The official event announcement came three days after the cancellation of Hong Kong’s most sought-after annual music festival Clockenflap, and while the organisers expressed that they mulled over whether or not to push through with the event for the longest time, in the end, they decided the city deserves this event where people can come together and celebrate being Hongkongers.
“During times like these, it’s important to have a place where we can put aside our differences and come together as a community,” Sam of Xabitat says. “This event is offering a place as such, a place where we can let music do the talking, celebrate diversity and a sense of belonging.”
“This is what hip-hop culture is and has been about – for the people, by the people,” Wes Jamison of Xabitat says. “It doesn’t matter where we’re from, as fans and products of the culture, we all understand and feel for what is happening right now.”
“We have always believed that the city could do more to surface local underground talent”, said a representative of Sound Department. “Giving these artists a platform is what we’re all about. And everything that’s been happening lately only reinforced our determination to push through with an event where art and talent can be revered in a safe environment.”

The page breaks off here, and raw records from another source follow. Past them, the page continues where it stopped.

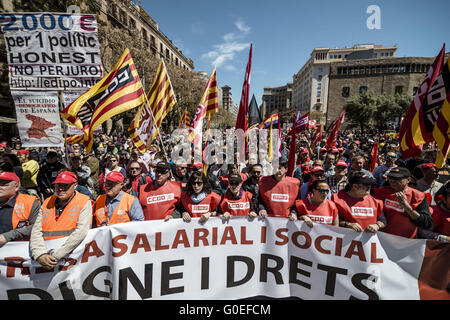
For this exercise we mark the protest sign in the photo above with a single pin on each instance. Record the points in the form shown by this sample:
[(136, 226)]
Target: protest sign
[(232, 259)]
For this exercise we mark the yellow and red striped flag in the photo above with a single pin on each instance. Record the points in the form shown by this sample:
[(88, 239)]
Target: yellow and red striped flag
[(209, 101), (119, 91), (441, 130), (160, 100), (184, 120), (417, 125)]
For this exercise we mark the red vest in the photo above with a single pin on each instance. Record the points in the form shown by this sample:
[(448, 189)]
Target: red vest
[(68, 220), (441, 219), (196, 209), (398, 221), (240, 207), (159, 202), (364, 212), (278, 197), (326, 213), (120, 214)]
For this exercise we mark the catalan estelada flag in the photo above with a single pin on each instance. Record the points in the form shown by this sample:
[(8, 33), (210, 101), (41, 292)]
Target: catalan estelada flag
[(160, 100), (119, 91), (270, 121), (209, 101), (417, 125), (441, 131), (184, 120)]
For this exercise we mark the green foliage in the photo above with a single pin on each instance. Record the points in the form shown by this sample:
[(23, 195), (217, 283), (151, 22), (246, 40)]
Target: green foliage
[(369, 110)]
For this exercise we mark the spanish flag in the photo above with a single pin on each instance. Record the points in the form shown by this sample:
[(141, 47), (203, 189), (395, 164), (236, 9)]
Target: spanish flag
[(119, 91), (441, 131), (160, 100), (417, 125)]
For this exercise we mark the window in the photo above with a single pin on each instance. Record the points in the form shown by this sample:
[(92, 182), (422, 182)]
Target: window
[(346, 92)]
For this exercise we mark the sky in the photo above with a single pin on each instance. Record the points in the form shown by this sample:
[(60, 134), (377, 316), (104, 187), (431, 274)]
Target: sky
[(284, 33)]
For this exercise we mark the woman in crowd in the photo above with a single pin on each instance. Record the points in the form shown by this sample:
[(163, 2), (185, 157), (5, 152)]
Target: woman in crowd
[(316, 207), (198, 200)]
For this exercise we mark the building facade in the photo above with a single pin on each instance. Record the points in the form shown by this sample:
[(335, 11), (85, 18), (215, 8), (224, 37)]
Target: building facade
[(276, 99), (311, 82), (387, 76), (126, 14)]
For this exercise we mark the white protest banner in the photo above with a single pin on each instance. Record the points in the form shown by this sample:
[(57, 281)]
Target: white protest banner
[(38, 118), (51, 51), (232, 259)]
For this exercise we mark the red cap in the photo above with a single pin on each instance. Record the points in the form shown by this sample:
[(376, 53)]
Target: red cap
[(9, 176), (66, 177), (341, 163), (317, 168), (23, 151), (114, 176), (303, 150), (428, 165), (197, 165)]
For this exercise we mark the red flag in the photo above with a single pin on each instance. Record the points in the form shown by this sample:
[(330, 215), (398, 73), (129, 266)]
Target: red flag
[(317, 137), (291, 161), (331, 141), (242, 120), (374, 156)]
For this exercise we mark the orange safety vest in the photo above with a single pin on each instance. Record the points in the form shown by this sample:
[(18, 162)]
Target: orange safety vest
[(68, 219), (22, 210), (120, 214)]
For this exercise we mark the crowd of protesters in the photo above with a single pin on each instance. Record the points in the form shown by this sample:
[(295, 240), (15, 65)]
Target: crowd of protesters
[(115, 183)]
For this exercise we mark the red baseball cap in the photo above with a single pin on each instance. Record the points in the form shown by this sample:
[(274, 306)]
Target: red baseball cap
[(9, 176), (304, 150), (197, 165), (428, 165), (317, 168), (114, 176), (341, 163), (66, 177), (23, 151)]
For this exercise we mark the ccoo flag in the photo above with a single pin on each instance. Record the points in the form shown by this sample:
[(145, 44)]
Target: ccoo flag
[(160, 100), (119, 91)]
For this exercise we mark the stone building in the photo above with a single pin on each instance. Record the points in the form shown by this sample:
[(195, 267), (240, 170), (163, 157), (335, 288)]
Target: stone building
[(276, 99), (310, 83), (381, 76)]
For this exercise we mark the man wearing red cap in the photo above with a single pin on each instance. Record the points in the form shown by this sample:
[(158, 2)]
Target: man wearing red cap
[(66, 214), (160, 197), (18, 211), (116, 206), (429, 183), (339, 180), (30, 169)]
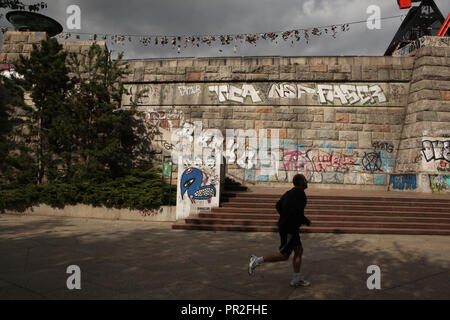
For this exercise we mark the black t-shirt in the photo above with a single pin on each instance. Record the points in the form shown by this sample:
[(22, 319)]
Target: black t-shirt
[(291, 208)]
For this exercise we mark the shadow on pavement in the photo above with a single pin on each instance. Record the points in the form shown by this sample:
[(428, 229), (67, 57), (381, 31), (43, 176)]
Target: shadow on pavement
[(132, 260)]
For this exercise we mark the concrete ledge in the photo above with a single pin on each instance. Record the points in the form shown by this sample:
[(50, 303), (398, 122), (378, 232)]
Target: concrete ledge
[(164, 213)]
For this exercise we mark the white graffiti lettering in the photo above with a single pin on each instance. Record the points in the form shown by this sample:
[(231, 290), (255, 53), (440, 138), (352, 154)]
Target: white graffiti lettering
[(235, 94), (189, 90), (350, 94)]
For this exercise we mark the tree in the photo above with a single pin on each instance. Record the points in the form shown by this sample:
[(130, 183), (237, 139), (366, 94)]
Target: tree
[(19, 5), (46, 79), (105, 139)]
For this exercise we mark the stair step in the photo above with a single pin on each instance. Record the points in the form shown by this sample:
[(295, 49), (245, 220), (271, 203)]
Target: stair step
[(339, 207), (335, 212), (354, 230), (338, 224), (331, 197), (313, 202), (314, 218)]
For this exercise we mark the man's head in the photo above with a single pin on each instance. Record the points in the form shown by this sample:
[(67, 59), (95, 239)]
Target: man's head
[(300, 181)]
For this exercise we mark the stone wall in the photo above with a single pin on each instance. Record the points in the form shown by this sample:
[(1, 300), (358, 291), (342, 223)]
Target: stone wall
[(348, 122)]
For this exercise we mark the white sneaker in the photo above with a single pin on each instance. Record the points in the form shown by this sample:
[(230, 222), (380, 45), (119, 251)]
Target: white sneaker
[(252, 264), (299, 282)]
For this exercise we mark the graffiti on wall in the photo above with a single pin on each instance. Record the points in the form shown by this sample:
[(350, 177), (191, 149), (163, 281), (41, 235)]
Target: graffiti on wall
[(439, 183), (346, 94), (403, 181), (194, 183), (140, 94), (235, 94), (381, 159), (436, 150), (189, 90), (350, 94), (436, 155)]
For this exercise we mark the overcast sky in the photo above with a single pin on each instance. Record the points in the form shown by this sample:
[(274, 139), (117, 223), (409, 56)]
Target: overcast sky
[(215, 17)]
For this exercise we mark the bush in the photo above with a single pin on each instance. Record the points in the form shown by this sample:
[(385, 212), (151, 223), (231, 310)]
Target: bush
[(138, 190)]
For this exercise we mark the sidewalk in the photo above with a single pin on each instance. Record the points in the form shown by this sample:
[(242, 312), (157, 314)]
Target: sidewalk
[(148, 260)]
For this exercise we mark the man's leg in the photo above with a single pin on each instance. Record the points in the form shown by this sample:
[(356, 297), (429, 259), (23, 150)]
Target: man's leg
[(285, 251), (297, 279), (275, 257), (297, 261)]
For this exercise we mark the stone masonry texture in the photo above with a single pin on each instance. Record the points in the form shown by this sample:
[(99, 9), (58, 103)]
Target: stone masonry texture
[(376, 123)]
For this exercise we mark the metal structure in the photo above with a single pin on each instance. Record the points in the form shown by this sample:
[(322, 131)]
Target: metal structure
[(31, 21), (422, 20)]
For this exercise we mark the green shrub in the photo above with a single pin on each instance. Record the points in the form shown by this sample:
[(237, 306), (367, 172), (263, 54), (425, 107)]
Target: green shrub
[(138, 190)]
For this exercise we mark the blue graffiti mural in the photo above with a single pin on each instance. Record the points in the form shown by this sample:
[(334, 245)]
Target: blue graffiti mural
[(403, 181), (192, 182), (380, 179)]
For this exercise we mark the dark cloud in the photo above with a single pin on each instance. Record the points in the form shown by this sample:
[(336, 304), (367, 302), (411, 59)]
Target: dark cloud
[(191, 17)]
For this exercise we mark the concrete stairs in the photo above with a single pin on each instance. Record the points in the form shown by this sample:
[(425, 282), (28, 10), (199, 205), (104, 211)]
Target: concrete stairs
[(245, 211)]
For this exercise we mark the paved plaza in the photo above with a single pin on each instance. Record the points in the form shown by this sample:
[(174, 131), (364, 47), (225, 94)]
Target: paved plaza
[(149, 260)]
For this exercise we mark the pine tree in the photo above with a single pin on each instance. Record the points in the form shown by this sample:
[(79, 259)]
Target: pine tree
[(41, 136), (105, 139)]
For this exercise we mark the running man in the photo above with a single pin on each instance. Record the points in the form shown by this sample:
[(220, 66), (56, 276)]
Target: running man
[(291, 209)]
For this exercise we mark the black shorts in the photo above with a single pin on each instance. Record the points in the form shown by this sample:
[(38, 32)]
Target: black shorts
[(289, 241)]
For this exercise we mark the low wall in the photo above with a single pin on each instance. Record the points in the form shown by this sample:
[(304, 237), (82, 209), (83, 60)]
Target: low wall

The city’s underrated yet fast-growing hip-hop scene is defined by a small but inclusive community of musicians and creatives who are collectively persevering to set the stage for Hong Kong hip-hop. “The community [here] right now is so supportive and hungry to create their own scene, it’s just ripe with opportunity,” DJ Fire Aux says.
“[Being part of the scene] feels like privilege in the highest form,” says local TXMIYAMA, notorious for his gritty but honest depictions of everyday city life. “I will never take this for granted – that a Japanese kid from Toronto gets to rep Hong Kong proudly. I get to meet all these dope people who acknowledge what I do and have similar views and it’s just good vibes all around.”